Das Projekt "Demand Response -
das Auto als aktiver Speicher und virtuelles Kraftwerk" wird im Rahmen des
Schaufensters Elektromobilität von der Bundesregierung gefördert. Träger des
Projekts ist die enercity Contracting GmbH. Bei dem Forschungsvorhaben
untersucht die enercity zusammen mit der Leibniz Uni Hannover (Institut für
Energieversorgung und Hochspannungstechnik) und dem Institut für Transportation
Design aus Braunschweig die Randbedingungen und Möglichkeiten einer Integration
von Elektrofahrzeugen in die bestehenden energiewirtschaftlichen Systeme. Ziel
ist die Entwicklung von marktfähigen Geschäftsmodellen, die das Nutzerverhalten
so steuern, dass Elektromobilität einen nennenswerten Beitrag zur Stabilisierung
des energiewirtschaftlichen Gesamtsystems liefern kann. Bei insgesamt 40
Elektrofahrzeugen wird das Ladeverhalten der Nutzer untersucht. Dazu wurde eine
CarConnectBox (CCB) entwickelt, mit der die Ladevorgänge aufgezeichnet und
gesteuert werden können. Nachdem die an 40 Stellplätzen installiert worden war,
startete der Elektroauto-Ladeversuch bei enercity am Dienstag, den 27. Mai 2014.

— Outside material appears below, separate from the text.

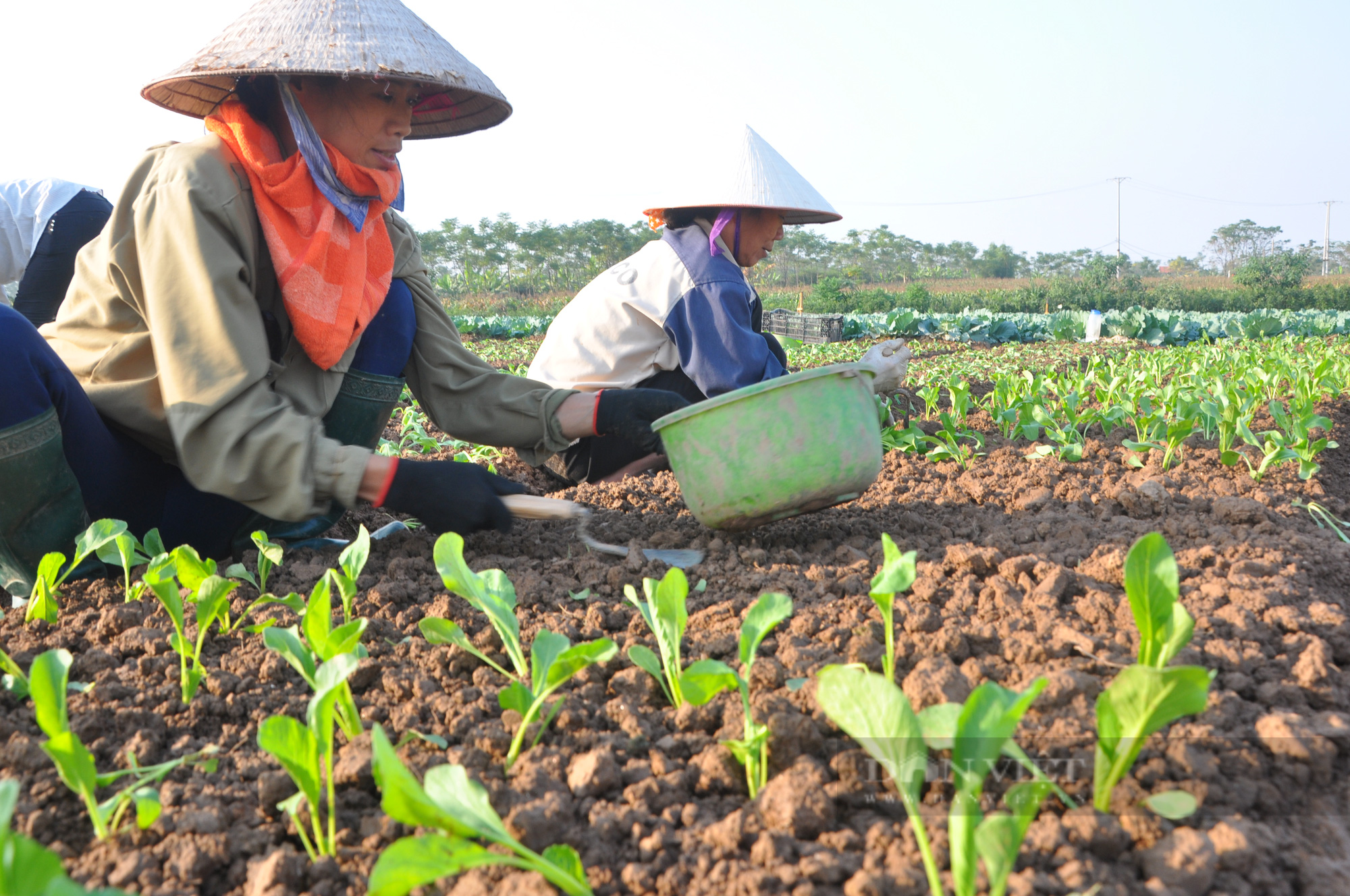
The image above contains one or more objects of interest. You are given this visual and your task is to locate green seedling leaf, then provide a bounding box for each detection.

Neben 30 unterschiedlichen Elektroautos privater und gewerblicher Herkunft
nehmen auch 10 VW e-up! aus dem enercity-Fuhrpark an dem Feldversuch
teil.
Das Projekt "Demand Response" ist
eines von rund 30 Projekten im Schaufenster Elektromobilität der Metropolregion
Hannover Braunschweig Göttingen Wolfsburg. Es wird mit rund 640.000 Euro vom
Bundesministerium für Wirtschaft im Rahmen der Schaufensterinitiative der
Bundesregierung gefördert.
Weitere Informationen zum
niedersächsischen Schaufenster Elektromobilität: www.metropolregion.de/emobil
Die Bundesregierung hat im April
2012 vier Regionen in Deutschland als "Schaufenster Elektromobilität" ausgewählt
und fördert hier auf Beschluss des Deutschen Bundestags die Forschung und
Entwicklung von alternativen Antrieben. Insgesamt stellt der Bund für das
Schaufensterprogramm Fördermittel in Höhe von 180 Millionen Euro bereit. In den
groß angelegten regionalen Demonstrations- und Pilotvorhaben wird
Elektromobilität an der Schnittstelle von Energiesystem, Fahrzeug und
Verkehrssystem erprobt.
Hintergrundinformationen zur
CarConnectBox (CCB)
Die CarConnectBox stellt als
sogenannte Wallbox die Schnittstelle zwischen Elektrofahrzeug und dem Stromnetz
dar. Über sie wird die Fahrzeugbatterie mit einer standardisierten
Steckverbindung geladen. Darüber hinaus bindet die CarConnectBox den
Fahrzeugnutzer in das Projekt ein und ermöglicht die Auswertung und
Fernsteuerung der Ladevorgänge durch die Leitwarte. Dafür ist sie zum einen mit
entsprechender Messtechnik und zum anderen mit einer Mobilfunkverbindung
ausgerüstet, die eine Kommunikation unabhängig von der Internetanbindung der
Versuchsteilnehmer ermöglicht.
Speziell für die
Typ-2-Ladesteckdose enthält sie Komponenten, die einen sicheren Ablauf der
Ladung gewährleisten. An diesem Anschluss der CarConnectBox ist eine
Ladeleistung bis 22 kW bei geeigneter Auslegung der Hausinstallation und des
Elektrofahrzeugs möglich. Über den Touchscreen wählt der Nutzer das gewünschte
Ladeprogramm und erhält Informationen über den Ladevorgang. Neben der aktuellen
Ladeleistung wird hier auch der Energieverbrauch des aktuellen und des letzten
Ladevorgangs dargestellt.
Die CarConnectBox sowie die
Leitwarte des Projekts wurden am Fachgebiet Elektrische Energieversorgung des
Instituts für Energieversorgung und Hochspannungstechnik (IEH) an der Leibniz
Universität Hannover in Kooperation mit den Projektpartnern entwickelt. Auch
Studierende des Instituts haben hier engagiert mitgewirkt und den gesamten
Vorgang von der Planung bis zur Testphase begleitet. Nach der Entwicklung des
Prototypen wurden die 40 CarConnectBoxen durch Auszubildende in der
Ausbildungswerkstatt von enercity gebaut.